Don't merge right now, just wanted to show the necessary changes
---
 ldm/invoke/txt2mask.py | 7 ++++---
 1 file changed, 4 insertions(+), 3 deletions(-)

diff --git a/ldm/invoke/txt2mask.py b/ldm/invoke/txt2mask.py
index a5deec277a..4e77f02857 100644
--- a/ldm/invoke/txt2mask.py
+++ b/ldm/invoke/txt2mask.py
@@ -36,6 +36,7 @@ from torchvision import transforms
 
 CLIP_VERSION = 'ViT-B/16'
 CLIPSEG_WEIGHTS = 'src/clipseg/weights/rd64-uni.pth'
+CLIPSEG_WEIGHTS_REFINED = 'src/clipseg/weights/rd64-uni-refined.pth'
 CLIPSEG_SIZE = 352
 
 class SegmentedGrayscale(object):
@@ -72,14 +73,14 @@ class Txt2Mask(object):
     Create new Txt2Mask object. The optional device argument can be one of
     'cuda', 'mps' or 'cpu'.
     '''
-    def __init__(self,device='cpu'):
+    def __init__(self,device='cpu',refined=False):
         print('>> Initializing clipseg model for text to mask inference')

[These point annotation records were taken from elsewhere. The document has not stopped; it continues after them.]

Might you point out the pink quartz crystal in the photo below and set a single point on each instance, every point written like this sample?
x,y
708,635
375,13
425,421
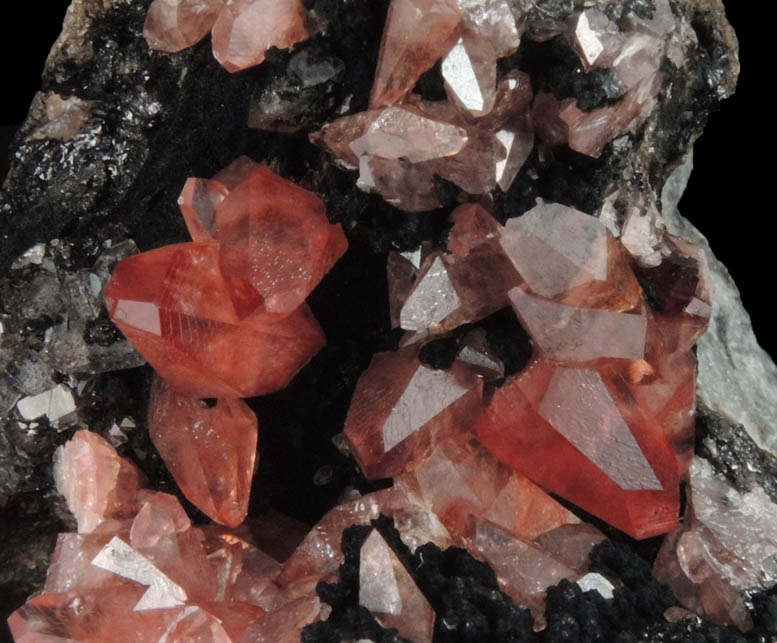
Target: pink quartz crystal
x,y
177,308
275,236
211,452
417,34
388,591
246,29
98,485
173,25
401,408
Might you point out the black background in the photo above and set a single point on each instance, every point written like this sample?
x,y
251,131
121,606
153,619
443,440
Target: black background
x,y
727,198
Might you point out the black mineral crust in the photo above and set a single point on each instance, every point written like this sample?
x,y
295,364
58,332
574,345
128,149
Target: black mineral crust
x,y
109,189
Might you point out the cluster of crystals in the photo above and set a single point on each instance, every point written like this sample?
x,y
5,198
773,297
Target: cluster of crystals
x,y
138,570
481,135
242,30
603,413
725,548
224,316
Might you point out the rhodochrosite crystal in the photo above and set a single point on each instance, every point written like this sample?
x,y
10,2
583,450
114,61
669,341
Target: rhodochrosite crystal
x,y
177,308
98,485
243,30
389,592
211,452
173,25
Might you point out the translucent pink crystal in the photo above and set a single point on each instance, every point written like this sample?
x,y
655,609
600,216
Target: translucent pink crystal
x,y
275,236
388,591
566,255
173,25
246,29
727,544
461,479
98,485
211,452
401,408
417,34
469,71
178,310
596,447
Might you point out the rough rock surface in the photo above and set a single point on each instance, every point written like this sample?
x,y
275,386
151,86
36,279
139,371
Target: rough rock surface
x,y
84,181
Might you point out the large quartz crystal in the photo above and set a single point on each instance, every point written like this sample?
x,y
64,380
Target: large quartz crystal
x,y
211,452
243,30
534,366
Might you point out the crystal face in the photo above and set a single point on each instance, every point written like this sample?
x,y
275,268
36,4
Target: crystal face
x,y
536,363
211,452
176,307
242,31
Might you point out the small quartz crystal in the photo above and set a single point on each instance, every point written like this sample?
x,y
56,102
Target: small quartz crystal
x,y
211,452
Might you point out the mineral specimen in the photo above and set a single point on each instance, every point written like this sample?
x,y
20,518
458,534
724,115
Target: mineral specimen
x,y
725,546
177,308
516,122
211,452
243,31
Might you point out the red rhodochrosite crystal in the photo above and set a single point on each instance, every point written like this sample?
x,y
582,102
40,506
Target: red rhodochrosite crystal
x,y
98,485
578,432
416,35
173,25
211,452
177,309
275,236
388,591
246,29
401,408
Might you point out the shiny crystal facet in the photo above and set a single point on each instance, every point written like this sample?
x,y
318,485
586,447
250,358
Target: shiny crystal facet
x,y
388,591
400,408
417,34
211,452
97,484
173,25
275,236
627,474
177,309
246,29
727,544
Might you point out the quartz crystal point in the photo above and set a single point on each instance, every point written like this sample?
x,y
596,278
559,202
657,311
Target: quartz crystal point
x,y
571,257
246,29
726,544
211,452
461,479
469,71
579,433
97,484
401,408
388,591
526,569
177,309
198,202
173,25
276,237
417,34
399,149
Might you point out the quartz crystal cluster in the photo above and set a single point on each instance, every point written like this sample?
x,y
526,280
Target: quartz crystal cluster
x,y
224,316
519,466
243,30
479,137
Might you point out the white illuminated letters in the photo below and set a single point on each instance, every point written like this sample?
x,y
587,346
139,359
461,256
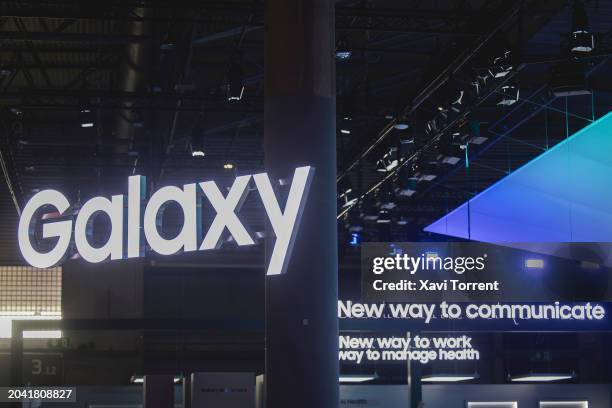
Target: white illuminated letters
x,y
61,229
83,228
284,223
131,223
187,239
226,213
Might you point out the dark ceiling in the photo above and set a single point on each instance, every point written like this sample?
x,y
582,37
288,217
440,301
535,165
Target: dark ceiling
x,y
154,74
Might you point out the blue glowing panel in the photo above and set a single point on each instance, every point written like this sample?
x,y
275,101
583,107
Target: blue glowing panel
x,y
563,195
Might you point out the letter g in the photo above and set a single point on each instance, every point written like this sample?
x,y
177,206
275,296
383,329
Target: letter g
x,y
61,229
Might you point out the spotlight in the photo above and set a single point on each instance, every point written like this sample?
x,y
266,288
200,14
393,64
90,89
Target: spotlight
x,y
368,210
386,197
406,186
401,124
355,239
581,39
86,117
347,197
388,162
384,217
343,51
197,141
235,87
510,95
502,65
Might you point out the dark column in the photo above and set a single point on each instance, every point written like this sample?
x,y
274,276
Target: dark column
x,y
300,126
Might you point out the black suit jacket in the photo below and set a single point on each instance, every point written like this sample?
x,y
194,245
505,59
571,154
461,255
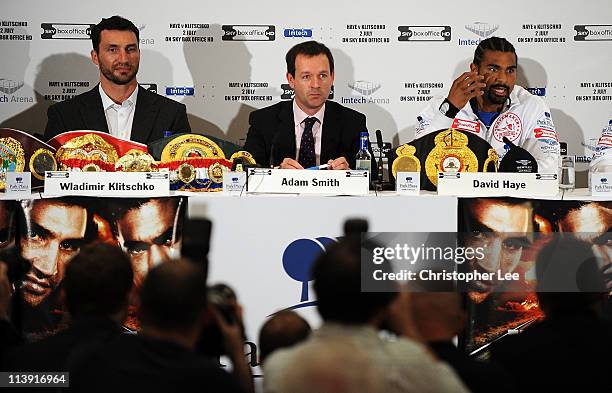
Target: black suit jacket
x,y
154,115
53,353
271,136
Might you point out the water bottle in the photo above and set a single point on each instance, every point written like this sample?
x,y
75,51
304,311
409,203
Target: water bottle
x,y
363,158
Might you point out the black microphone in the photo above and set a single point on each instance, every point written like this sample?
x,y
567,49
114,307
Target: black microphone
x,y
379,143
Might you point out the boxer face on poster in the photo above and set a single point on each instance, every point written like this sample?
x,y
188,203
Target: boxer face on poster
x,y
53,233
150,234
592,222
501,228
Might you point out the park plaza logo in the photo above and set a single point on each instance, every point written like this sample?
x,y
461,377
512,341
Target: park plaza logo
x,y
481,29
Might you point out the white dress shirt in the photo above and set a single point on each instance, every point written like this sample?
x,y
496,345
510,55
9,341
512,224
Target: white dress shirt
x,y
298,118
119,117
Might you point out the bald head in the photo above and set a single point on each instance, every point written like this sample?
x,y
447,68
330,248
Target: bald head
x,y
173,296
283,330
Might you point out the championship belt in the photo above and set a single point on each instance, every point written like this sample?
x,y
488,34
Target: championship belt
x,y
195,162
97,151
20,151
445,151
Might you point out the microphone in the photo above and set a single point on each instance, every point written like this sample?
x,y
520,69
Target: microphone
x,y
379,143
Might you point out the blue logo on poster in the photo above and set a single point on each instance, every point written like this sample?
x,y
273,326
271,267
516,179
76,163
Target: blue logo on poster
x,y
298,258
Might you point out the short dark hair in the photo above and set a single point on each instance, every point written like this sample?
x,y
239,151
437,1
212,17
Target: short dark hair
x,y
284,329
98,280
496,44
113,23
309,49
337,283
173,295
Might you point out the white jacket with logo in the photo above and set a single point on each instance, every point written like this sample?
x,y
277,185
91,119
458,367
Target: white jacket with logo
x,y
526,122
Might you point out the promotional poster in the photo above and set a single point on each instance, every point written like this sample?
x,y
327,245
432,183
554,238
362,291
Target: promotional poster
x,y
521,228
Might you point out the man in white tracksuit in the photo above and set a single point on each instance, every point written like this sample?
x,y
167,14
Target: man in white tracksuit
x,y
486,102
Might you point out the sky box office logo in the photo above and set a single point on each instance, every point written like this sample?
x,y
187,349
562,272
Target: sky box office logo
x,y
424,33
66,31
288,92
297,33
593,33
248,33
298,258
179,91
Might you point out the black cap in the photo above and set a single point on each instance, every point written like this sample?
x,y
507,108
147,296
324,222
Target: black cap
x,y
517,160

         self.device = device
-        self.model = CLIPDensePredT(version=CLIP_VERSION, reduce_dim=64, )
+        self.model = CLIPDensePredT(version=CLIP_VERSION, reduce_dim=64, complex_trans_conv=refined)
         self.model.eval()
         # initially we keep everything in cpu to conserve space
         self.model.to('cpu')
-        self.model.load_state_dict(torch.load(CLIPSEG_WEIGHTS, map_location=torch.device('cpu')), strict=False)
+        self.model.load_state_dict(torch.load(CLIPSEG_WEIGHTS_REFINED if refined else CLIPSEG_WEIGHTS, map_location=torch.device('cpu')), strict=False)
 
     @torch.no_grad()
     def segment(self, image, prompt:str) -> SegmentedGrayscale: